Recent advances in promoter engineering for A. gossypii provide new opportunities for studying BEM3 function :

• Carbon source-regulatable promoters:

  • Enable conditional expression of BEM3 to study temporal requirements

  • Allow induction/repression experiments to determine immediate vs. adaptive responses

  • Facilitate dosage-dependent studies by varying inducer concentration

• Integration with the Dual Luciferase Reporter (DLR) Assay:

  • Quantitatively measure BEM3 promoter activity under different conditions

  • Identify regulatory elements controlling BEM3 expression

  • Develop synthetic promoters with tailored expression profiles

• Application of new promoter tools for BEM3 research:

• Integrated expression systems:

  • Develop dual-control systems combining transcriptional and post-translational regulation

  • Create BEM3 variants with inducible degron tags for rapid protein depletion

  • Design synthetic circuits to express BEM3 in specific spatial patterns within hyphae

• Implementation methodology:

  • Use Golden Gate assembly for modular construction of expression cassettes

  • Integrate stable expression cassettes into the genome using recombinogenic flanks

  • Validate expression using dual luciferase reporters as internal controls

These approaches would overcome limitations of constitutive expression systems and enable precise temporal and spatial control of BEM3 activity, facilitating new insights into its dynamic functions in polarized growth and development.

What are the implications of BEM3's potential roles in metabolic engineering applications using Ashbya gossypii?

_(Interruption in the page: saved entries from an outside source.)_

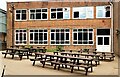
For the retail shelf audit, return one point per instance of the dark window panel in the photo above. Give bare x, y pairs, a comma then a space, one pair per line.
38, 10
44, 10
38, 16
103, 31
67, 36
32, 16
79, 36
100, 40
52, 36
57, 36
31, 36
53, 10
75, 36
76, 14
44, 16
18, 16
60, 15
90, 36
45, 36
23, 16
106, 40
62, 36
53, 15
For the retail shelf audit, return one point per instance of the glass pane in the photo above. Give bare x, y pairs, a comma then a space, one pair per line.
53, 15
67, 36
31, 36
100, 40
75, 36
103, 31
60, 15
38, 16
76, 14
106, 40
79, 36
45, 36
52, 36
44, 16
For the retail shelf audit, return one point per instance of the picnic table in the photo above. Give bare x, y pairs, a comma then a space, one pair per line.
58, 60
16, 51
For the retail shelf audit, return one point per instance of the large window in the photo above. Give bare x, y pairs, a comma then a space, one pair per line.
83, 12
38, 14
103, 12
21, 37
60, 13
60, 37
20, 14
82, 36
38, 36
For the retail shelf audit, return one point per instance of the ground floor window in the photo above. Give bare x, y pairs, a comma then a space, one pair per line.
38, 36
21, 36
60, 36
82, 36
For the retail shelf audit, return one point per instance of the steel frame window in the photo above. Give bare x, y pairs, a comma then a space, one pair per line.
103, 11
38, 14
83, 37
60, 13
60, 37
83, 12
20, 36
38, 37
20, 15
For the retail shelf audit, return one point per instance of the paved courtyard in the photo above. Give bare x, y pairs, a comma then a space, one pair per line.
24, 67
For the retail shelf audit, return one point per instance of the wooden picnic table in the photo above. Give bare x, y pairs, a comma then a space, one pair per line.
16, 51
58, 60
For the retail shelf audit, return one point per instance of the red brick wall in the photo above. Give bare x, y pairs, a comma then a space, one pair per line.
70, 23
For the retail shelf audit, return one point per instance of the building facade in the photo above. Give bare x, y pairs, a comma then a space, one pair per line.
2, 29
75, 25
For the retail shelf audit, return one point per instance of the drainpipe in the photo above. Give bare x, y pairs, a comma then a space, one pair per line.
112, 30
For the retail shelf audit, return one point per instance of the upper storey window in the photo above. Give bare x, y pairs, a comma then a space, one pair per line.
60, 13
38, 14
20, 15
103, 11
83, 12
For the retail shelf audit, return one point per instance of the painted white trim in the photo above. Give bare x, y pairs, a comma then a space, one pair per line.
60, 11
40, 12
38, 36
103, 17
20, 15
59, 32
82, 35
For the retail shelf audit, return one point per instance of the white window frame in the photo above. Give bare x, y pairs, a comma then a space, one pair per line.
20, 15
60, 11
82, 35
18, 37
78, 9
104, 11
38, 36
41, 13
60, 36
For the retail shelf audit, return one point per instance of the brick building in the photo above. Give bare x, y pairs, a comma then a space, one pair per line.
75, 25
2, 29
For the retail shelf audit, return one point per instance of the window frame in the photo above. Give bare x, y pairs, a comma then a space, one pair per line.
86, 11
104, 6
36, 13
18, 36
20, 15
60, 11
38, 37
82, 35
59, 32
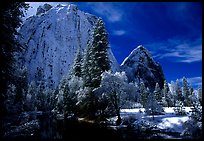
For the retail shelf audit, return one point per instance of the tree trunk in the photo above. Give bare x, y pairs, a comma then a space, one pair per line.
119, 118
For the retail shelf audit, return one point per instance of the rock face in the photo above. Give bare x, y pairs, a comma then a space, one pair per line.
52, 38
140, 67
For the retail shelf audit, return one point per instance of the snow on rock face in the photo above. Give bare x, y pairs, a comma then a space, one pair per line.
43, 9
51, 40
141, 67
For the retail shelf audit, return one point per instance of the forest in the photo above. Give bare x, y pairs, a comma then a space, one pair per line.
90, 99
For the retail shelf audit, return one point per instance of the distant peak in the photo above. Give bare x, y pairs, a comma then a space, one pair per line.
73, 7
43, 8
140, 47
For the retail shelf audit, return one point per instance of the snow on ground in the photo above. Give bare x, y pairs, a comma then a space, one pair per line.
169, 121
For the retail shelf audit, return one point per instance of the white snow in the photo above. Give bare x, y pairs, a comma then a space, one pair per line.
52, 39
169, 121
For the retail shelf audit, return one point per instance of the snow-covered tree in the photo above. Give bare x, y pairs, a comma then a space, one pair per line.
67, 95
200, 95
132, 92
112, 90
9, 102
96, 59
178, 91
167, 95
186, 92
31, 97
77, 65
193, 126
157, 93
143, 94
152, 106
173, 92
179, 108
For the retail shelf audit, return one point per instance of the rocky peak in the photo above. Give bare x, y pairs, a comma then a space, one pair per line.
141, 67
43, 8
52, 39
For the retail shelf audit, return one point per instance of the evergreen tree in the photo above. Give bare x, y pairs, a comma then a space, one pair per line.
200, 95
173, 92
157, 93
167, 96
114, 89
186, 93
96, 57
179, 108
178, 91
152, 106
143, 94
77, 66
31, 97
11, 14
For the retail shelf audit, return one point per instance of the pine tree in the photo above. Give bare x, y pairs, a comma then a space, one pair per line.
167, 95
77, 66
174, 94
200, 95
178, 91
186, 93
96, 57
152, 106
11, 14
157, 93
179, 108
143, 94
96, 61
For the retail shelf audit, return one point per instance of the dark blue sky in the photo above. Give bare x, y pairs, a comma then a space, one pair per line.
171, 31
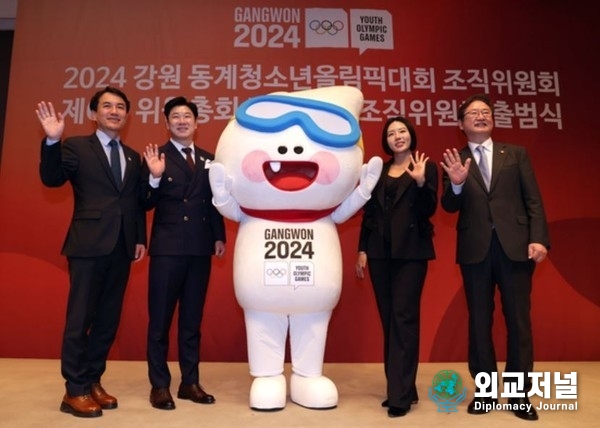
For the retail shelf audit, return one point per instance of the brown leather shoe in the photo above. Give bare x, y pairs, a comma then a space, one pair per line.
82, 406
160, 398
100, 396
194, 393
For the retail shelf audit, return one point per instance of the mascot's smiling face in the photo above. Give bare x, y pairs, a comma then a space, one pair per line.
294, 150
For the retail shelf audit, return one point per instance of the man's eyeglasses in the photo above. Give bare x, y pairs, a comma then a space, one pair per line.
474, 113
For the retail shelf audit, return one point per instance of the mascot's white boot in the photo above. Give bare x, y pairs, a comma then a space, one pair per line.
268, 393
313, 392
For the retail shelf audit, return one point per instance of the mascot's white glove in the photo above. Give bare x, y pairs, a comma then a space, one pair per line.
369, 176
220, 184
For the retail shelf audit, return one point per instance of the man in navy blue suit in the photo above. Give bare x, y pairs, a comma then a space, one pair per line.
186, 231
501, 234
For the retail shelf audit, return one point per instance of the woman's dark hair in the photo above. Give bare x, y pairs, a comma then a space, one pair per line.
411, 131
96, 98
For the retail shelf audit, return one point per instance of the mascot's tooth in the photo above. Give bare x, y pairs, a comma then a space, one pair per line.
275, 166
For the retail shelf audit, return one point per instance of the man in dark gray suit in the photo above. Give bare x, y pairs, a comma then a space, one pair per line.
107, 232
186, 231
501, 234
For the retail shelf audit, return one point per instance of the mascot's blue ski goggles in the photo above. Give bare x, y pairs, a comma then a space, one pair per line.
325, 123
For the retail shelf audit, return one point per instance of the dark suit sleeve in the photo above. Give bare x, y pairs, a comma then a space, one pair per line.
58, 163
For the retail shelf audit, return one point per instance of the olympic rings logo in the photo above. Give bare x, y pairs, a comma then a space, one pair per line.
276, 273
326, 26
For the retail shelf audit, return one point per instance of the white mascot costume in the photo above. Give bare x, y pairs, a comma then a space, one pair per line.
288, 167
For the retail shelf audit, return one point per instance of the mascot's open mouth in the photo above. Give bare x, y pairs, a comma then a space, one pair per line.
290, 176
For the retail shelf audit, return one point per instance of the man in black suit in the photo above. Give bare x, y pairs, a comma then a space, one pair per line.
107, 232
186, 231
501, 234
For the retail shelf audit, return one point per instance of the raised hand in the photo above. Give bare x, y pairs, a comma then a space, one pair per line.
457, 172
154, 160
53, 123
418, 162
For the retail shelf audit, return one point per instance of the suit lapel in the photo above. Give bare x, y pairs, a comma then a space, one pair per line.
177, 159
102, 158
129, 156
402, 185
474, 168
499, 156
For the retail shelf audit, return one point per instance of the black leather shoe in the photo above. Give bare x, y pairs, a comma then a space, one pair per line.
394, 412
478, 405
386, 403
524, 409
160, 398
194, 393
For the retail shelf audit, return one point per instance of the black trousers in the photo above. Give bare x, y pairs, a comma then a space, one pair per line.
514, 281
398, 285
176, 280
97, 288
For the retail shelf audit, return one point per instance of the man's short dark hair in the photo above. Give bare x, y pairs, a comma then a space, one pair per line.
111, 90
180, 101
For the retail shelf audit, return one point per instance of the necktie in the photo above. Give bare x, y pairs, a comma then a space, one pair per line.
115, 162
483, 166
188, 157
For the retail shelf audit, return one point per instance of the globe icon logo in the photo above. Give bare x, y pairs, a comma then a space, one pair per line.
447, 390
447, 384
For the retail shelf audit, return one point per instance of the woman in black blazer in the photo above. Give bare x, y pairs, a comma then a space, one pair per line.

A. gossypii is an established industrial organism for riboflavin production and is being developed for other bioproducts . BEM3's role in regulating polarized growth and cytoskeletal organization has several potential implications for metabolic engineering:

• Growth morphology optimization:

  • Manipulating BEM3 activity could alter hyphal morphology to optimize:

    • Surface-to-volume ratio for nutrient uptake

    • Cytoplasmic organization for metabolic compartmentalization

    • Biomass density in bioreactors

• Stress response engineering:

  • The connection between BEM3 and the Kss1 MAPK pathway suggests roles in stress adaptation

  • Engineering BEM3-mediated signaling could enhance:

    • Tolerance to industrial fermentation conditions

    • Adaptation to varying carbon sources

    • Resistance to metabolic stress from high product titers

• Production strategy implications:

• Implementation considerations:

  • BEM3 modifications must balance growth optimization with metabolic productivity

  • Engineering should consider effects on:

    • Central carbon metabolism

    • Energy allocation between growth and production

    • Secretion efficiency for extracellular products

• Preliminary experimental approach:

  • Create a library of BEM3 variants with different activity levels

  • Test growth characteristics and product formation

  • Identify variants that optimize the production-to-growth ratio

  • Integrate with other metabolic engineering strategies

This research direction would bridge fundamental understanding of BEM3 function with applied biotechnology, potentially creating new platforms for sustainable bioproduction.